Proceedings PaperTime/scale-adjusted dyadic wavelet packet bases
|Format||Member Price||Non-Member Price|
This paper generalizes the dyadic wavelet packet bases (DWP), developed by Coifman and Wickerhauser, to time/scale-adjusted DWP bases. These generalized DWP bases provide more flexibility in matching the time-scale characteristics of the input signal.

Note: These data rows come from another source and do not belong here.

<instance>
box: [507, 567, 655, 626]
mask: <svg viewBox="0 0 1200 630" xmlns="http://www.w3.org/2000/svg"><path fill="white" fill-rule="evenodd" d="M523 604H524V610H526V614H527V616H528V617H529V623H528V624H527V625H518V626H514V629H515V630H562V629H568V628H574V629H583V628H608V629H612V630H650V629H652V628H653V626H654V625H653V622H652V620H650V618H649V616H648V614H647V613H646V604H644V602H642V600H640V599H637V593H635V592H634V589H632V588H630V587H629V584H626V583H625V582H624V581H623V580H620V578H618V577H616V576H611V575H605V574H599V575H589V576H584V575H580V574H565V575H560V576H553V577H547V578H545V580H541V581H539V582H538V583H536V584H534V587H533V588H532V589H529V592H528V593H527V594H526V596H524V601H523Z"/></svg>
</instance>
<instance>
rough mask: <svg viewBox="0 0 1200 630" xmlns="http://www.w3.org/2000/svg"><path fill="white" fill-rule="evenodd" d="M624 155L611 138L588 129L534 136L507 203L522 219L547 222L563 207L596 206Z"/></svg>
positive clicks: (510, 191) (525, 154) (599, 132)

Development of these generalized bases is achieved by combining the previously defined time-invariant DWP bases of Pesquet, Krim, Carfantan, and Proakis with a generalized scale sampling. The generalized scale sampling extends the usual dyadic sampling by adding a real-valued offset parameter to the integer power of two in the scale parameter. This offset parameter value is taken between zero and one. By combining both scale and translation generalizations, signal components existing between consecutive dyadic scales, or consecutive time translations, may be captured. It is shown how these DWP coefficients may be generated from a two step process; first projecting the input signal onto an appropriate space. Then, performing the usual wavelet low and highpass filtering operations, followed by downsampling. The projection operation is shown to be equivalent to a filtering operation. An expression for the filter taps is derived, and basic properties are proven. A translation-invariant transform defined on these scale-adjusted wavelet packets, is developed. An application to transient detection is presented, by developing a transient detector based on this transform. ROC curves, generated by Monte- Carlo simulation, are presented demonstrating detector performance. Detector performance is shown to be independent of the signal translation. It is further shown how matching the basis functions to the time-scale-frequency characteristics of the transient can provide improved detection performance.